The Daniel Boone National Forest provides a range of recreational activities, including approximately 100 developed recreation areas and 600 mile of trails, that see more than a million visitors per year. (Note: Erwin, writing in 2014 put the number of annual visitors at five million; however, because this report appears to conflict with that given by the Federal Government, it's not clear what the source of the five million figure might be.) Across the forest, developed recreation sites have a combined capacity to accommodate 15,830 visitors at-a-time, in addition to the capacity of dispersed recreational activities such as hiking, mountain biking, rock climbing, boating and horse riding.

Within the forest's boundaries lie three state managed parks, Buckhorn Lake, Cumberland Falls, and Natural Bridge. There is one designated National Recreation Area, the Big South Fork, located in the southwest corner of the forest, and one National Recreation Trail, the Sheltowee Trace, which stretches almost 290 mi from northern Kentucky to Pickett CCC Memorial State Park near Jamestown, Tennessee. (Note: National Geographic reported the length of the trail at 269 mi) There are two designated wilderness areas, Beaver Creek, consisting of 4877 acre set aside in 1975, and Clifty Wilderness, consisting of 12646 acre near the Red River Gorge. The Red River Gorge itself is a designated National Natural Landmark, along with the Rock Creek Natural Research Area.

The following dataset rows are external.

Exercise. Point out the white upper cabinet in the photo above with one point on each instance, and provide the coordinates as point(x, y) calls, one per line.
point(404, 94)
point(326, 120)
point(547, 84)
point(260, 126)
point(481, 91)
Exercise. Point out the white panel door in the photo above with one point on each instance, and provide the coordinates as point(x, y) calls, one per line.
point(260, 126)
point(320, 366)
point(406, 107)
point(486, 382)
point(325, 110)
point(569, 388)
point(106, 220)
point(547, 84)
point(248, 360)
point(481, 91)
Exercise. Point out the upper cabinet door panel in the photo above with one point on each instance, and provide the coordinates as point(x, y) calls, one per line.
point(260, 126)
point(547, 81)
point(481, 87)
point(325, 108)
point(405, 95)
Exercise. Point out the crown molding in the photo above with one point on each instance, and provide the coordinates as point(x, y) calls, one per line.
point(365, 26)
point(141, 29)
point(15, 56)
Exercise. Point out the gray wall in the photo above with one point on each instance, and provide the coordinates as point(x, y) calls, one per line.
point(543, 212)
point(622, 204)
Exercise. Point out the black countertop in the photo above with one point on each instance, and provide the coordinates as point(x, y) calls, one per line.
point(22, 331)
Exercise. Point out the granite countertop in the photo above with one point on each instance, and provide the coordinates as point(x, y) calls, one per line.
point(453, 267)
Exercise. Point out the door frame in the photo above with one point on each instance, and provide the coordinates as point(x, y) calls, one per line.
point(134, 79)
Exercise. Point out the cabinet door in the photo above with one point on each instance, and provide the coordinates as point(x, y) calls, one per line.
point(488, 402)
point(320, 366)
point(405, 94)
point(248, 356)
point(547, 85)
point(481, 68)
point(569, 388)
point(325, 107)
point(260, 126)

Hunting is also popular as a recreational activity. The Pioneer Weapons Wildlife Management Area, representing 7610 acre near Cave Run Lake, was created as a partnership between Kentucky Department of Fish and Wildlife Resources and the US Forest Service, and is an area where hunters are permitted to use only comparatively primitive weapons, such muzzleloaders, bow and arrow, or crossbows.